Earthquake Processes and Effects
The constant plate tectonic motions between the Pacific and North American plates guarantees that the crust in the western US is continually building up stress. The image of crustal velocities provided by extensive GPS coverage reveals where these velocities change rapidly over short distances, demanding that the intervening crustal rock stretch and build up stress over time. Such a map of the stress reveals two main lines where stress is concentrated: The San Andreas fault zone and the Eastern California Shear Zone. These zones have experienced numerous earthquakes over the century and a half that earthquakes have been historically observed.

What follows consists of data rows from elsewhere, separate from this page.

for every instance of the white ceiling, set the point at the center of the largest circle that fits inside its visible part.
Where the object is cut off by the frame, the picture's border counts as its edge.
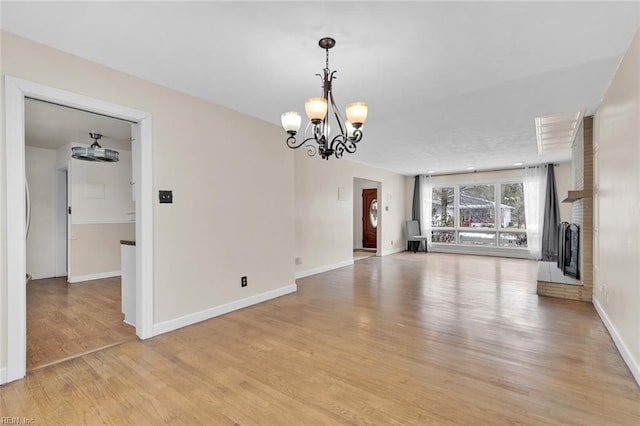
(52, 126)
(450, 85)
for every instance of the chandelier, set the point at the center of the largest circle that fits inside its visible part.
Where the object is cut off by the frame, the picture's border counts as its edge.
(350, 131)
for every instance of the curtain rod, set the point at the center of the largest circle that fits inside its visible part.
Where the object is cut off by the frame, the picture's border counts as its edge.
(489, 170)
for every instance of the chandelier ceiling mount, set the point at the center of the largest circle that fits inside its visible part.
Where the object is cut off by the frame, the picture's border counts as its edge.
(317, 109)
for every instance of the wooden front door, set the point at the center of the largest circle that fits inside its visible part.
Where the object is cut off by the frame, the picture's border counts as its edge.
(369, 218)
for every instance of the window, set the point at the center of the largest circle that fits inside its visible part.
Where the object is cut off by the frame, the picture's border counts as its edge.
(442, 207)
(470, 215)
(477, 206)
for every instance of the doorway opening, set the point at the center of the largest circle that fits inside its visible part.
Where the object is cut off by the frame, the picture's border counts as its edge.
(80, 210)
(366, 218)
(16, 93)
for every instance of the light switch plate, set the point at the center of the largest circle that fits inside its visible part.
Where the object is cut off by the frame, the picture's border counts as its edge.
(166, 196)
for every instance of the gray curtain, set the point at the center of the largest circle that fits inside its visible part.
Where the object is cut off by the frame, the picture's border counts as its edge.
(416, 208)
(417, 202)
(551, 219)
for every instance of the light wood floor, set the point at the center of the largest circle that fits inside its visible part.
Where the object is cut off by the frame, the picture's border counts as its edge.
(68, 320)
(418, 339)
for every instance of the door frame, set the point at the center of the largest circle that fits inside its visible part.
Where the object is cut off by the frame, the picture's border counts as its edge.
(366, 218)
(16, 90)
(62, 221)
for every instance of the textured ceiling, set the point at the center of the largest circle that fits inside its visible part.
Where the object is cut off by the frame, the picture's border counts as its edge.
(450, 85)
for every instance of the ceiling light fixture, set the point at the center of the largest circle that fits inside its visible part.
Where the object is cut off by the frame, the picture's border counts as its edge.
(95, 152)
(317, 109)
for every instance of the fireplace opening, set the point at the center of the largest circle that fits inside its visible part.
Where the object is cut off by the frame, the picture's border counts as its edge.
(569, 249)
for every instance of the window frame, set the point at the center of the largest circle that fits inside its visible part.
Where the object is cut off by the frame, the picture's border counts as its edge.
(498, 230)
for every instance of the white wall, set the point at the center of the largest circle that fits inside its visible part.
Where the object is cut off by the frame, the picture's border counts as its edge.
(324, 224)
(224, 223)
(41, 174)
(100, 192)
(563, 186)
(358, 186)
(617, 262)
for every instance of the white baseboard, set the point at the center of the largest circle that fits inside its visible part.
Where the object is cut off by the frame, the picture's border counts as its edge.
(622, 348)
(42, 275)
(90, 277)
(325, 268)
(174, 324)
(393, 251)
(484, 251)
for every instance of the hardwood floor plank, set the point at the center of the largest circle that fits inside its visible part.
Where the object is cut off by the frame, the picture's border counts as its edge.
(68, 320)
(420, 339)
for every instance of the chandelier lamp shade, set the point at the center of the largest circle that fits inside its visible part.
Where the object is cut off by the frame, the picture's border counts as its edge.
(319, 110)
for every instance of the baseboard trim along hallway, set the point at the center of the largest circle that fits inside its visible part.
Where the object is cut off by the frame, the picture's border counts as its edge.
(174, 324)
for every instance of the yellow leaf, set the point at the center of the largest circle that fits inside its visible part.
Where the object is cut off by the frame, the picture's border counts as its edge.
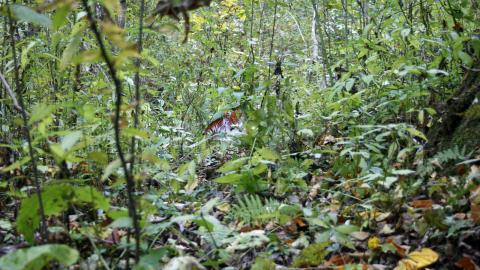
(424, 257)
(418, 260)
(373, 242)
(406, 264)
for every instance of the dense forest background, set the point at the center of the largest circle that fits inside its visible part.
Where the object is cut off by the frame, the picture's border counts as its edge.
(239, 134)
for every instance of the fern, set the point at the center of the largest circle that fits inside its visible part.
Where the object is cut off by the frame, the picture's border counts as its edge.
(251, 210)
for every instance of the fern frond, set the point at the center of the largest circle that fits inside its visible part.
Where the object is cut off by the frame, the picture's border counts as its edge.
(251, 210)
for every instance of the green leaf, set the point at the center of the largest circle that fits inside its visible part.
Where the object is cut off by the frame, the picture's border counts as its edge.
(35, 258)
(268, 154)
(40, 111)
(417, 133)
(466, 58)
(402, 172)
(16, 164)
(233, 178)
(232, 165)
(60, 18)
(111, 168)
(70, 140)
(27, 14)
(134, 132)
(56, 199)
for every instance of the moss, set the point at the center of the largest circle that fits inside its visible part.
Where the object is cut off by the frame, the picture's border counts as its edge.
(312, 256)
(263, 264)
(467, 134)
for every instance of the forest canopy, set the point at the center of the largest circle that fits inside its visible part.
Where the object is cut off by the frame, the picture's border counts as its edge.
(239, 134)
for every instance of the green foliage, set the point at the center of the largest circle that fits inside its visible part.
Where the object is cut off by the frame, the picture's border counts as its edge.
(251, 210)
(311, 256)
(36, 258)
(263, 264)
(56, 199)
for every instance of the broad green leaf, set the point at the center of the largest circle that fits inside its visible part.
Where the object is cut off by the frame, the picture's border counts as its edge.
(27, 14)
(232, 165)
(402, 172)
(466, 58)
(70, 140)
(56, 199)
(60, 17)
(229, 179)
(111, 168)
(122, 222)
(268, 154)
(40, 111)
(35, 258)
(16, 164)
(134, 132)
(417, 133)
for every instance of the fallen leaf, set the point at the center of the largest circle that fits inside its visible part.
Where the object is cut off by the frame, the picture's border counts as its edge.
(422, 204)
(400, 250)
(466, 263)
(424, 257)
(418, 260)
(361, 236)
(387, 230)
(339, 260)
(373, 243)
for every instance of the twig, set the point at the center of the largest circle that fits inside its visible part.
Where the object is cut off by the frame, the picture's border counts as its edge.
(10, 93)
(116, 125)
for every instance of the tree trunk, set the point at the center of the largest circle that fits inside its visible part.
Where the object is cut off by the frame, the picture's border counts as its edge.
(452, 124)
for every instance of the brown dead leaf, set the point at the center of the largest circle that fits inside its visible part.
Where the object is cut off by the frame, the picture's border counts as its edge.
(418, 260)
(466, 263)
(475, 212)
(339, 260)
(400, 250)
(422, 204)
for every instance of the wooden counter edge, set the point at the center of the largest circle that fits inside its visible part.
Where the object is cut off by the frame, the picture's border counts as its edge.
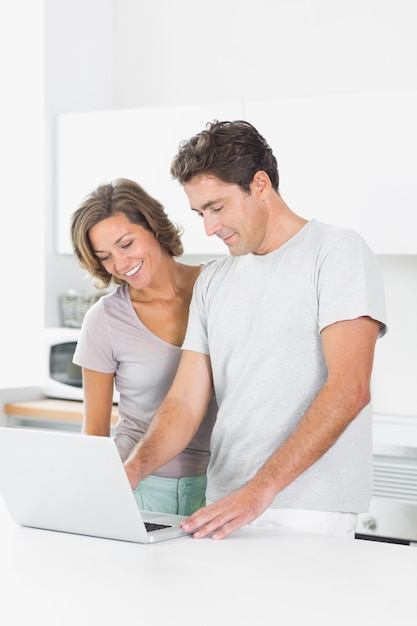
(52, 409)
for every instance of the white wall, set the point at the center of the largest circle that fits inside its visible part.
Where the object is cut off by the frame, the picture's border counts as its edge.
(22, 190)
(125, 53)
(177, 53)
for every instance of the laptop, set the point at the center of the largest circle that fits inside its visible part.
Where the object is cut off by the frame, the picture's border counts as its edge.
(74, 483)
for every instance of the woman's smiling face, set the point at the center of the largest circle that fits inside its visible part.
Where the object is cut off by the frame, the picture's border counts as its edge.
(125, 250)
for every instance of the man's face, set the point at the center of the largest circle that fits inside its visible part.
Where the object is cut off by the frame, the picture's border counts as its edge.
(229, 213)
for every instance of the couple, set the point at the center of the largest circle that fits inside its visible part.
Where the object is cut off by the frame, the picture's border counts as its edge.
(255, 367)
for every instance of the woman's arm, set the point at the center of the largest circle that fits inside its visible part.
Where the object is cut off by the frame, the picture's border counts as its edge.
(98, 401)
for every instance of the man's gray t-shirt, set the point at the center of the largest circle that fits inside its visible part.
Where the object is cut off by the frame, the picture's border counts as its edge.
(259, 319)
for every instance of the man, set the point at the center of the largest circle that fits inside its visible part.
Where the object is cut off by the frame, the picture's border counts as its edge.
(285, 329)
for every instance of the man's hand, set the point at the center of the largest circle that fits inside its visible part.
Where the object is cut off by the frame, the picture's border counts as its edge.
(131, 474)
(223, 517)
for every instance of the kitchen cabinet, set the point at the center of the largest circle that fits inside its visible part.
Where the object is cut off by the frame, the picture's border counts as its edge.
(349, 160)
(344, 159)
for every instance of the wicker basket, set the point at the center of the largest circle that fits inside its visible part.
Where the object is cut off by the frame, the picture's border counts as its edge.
(75, 305)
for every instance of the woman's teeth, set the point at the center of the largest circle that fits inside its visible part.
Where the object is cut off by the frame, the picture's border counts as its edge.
(134, 270)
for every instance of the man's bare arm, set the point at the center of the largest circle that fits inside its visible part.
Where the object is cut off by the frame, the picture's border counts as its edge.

The mechanism of stress buildup within these fault zones is uncertain. One hypothesis is that the hot rocks below the upper 15-km-thick layer (the upper crust that has the vast majority of continental earthquakes) flows continually in response to periodic earthquakes, forcing the upper crust to bend with this flow. Another hypothesis is that slip of the deeper continuation of faults, steady slip that doesn’t produce earthquakes but still involves motions across the fault, forces the upper crust around the faults to bend and thus concentrate stress. Both hypotheses are the subject of active research. But the fact remains that high stressing rates observed on the surface likely translate to high stressing rates at the depths (~10 km) where earthquakes typically nucleate, so these stressing rates are a guide to the seismic hazard.